L'indice di sviluppo umano è un indicatore di sviluppo macroeconomico realizzato nel 1990 dall'economista pakistano Mahbub ul Haq, seguito dall'economista indiano Amartya Sen. È stato utilizzato, accanto al PIL (prodotto interno lordo), dall'Organizzazione delle Nazioni Unite a partire dal 1993 per valutare la qualità della vita nei paesi membri.

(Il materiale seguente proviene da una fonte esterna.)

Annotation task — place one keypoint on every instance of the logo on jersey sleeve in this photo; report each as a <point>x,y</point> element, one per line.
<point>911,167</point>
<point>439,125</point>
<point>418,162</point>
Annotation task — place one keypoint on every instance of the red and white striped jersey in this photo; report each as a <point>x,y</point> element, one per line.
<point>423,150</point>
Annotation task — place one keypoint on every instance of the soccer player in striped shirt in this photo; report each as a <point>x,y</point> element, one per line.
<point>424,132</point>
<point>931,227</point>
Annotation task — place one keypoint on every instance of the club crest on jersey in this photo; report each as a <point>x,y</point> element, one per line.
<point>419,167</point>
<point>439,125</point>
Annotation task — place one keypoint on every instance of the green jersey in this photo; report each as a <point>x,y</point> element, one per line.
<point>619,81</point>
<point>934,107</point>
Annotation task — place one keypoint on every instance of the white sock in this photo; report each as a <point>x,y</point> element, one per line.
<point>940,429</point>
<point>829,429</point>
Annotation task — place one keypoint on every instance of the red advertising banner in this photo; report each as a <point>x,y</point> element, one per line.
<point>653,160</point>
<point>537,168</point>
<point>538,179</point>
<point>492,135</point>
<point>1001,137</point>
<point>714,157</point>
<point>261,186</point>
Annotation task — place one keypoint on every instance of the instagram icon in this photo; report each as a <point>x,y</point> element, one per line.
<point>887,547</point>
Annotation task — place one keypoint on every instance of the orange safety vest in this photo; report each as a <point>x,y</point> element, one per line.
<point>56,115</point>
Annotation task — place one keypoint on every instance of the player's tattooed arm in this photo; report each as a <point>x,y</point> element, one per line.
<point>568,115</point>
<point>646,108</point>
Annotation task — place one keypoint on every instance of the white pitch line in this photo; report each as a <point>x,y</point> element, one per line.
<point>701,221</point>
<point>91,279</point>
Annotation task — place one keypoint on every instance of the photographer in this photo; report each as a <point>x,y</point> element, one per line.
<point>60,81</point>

In precedenza, veniva utilizzato soltanto il PIL, indicatore di sviluppo macroeconomico che rappresenta il valore monetario dei beni e dei servizi prodotti in un anno su un determinato territorio nazionale e che si basa quindi esclusivamente sulla crescita e non tiene conto del capitale (soprattutto naturale) che viene perso nei processi di crescita. Questi parametri misurano esclusivamente il valore economico totale o una distribuzione media del reddito. In pratica, un cittadino molto ricco ridistribuisce la sua ricchezza su molti poveri falsando in tal modo il livello di vita di questi ultimi.
Si cercò quindi, attraverso l'indice di sviluppo umano, di tener conto di differenti fattori, oltre al PIL procapite, che non potevano essere detenuti in modo massiccio da un singolo individuo, come l'alfabetizzazione e la speranza di vita.
La scala dell'indice è in millesimi decrescente da 1 a 0 e si suddivide, in base ai quartili (dal 2010), in quattro gruppi: paesi a molto alto sviluppo umano, paesi ad alto sviluppo umano, paesi a medio sviluppo e paesi a basso sviluppo umano.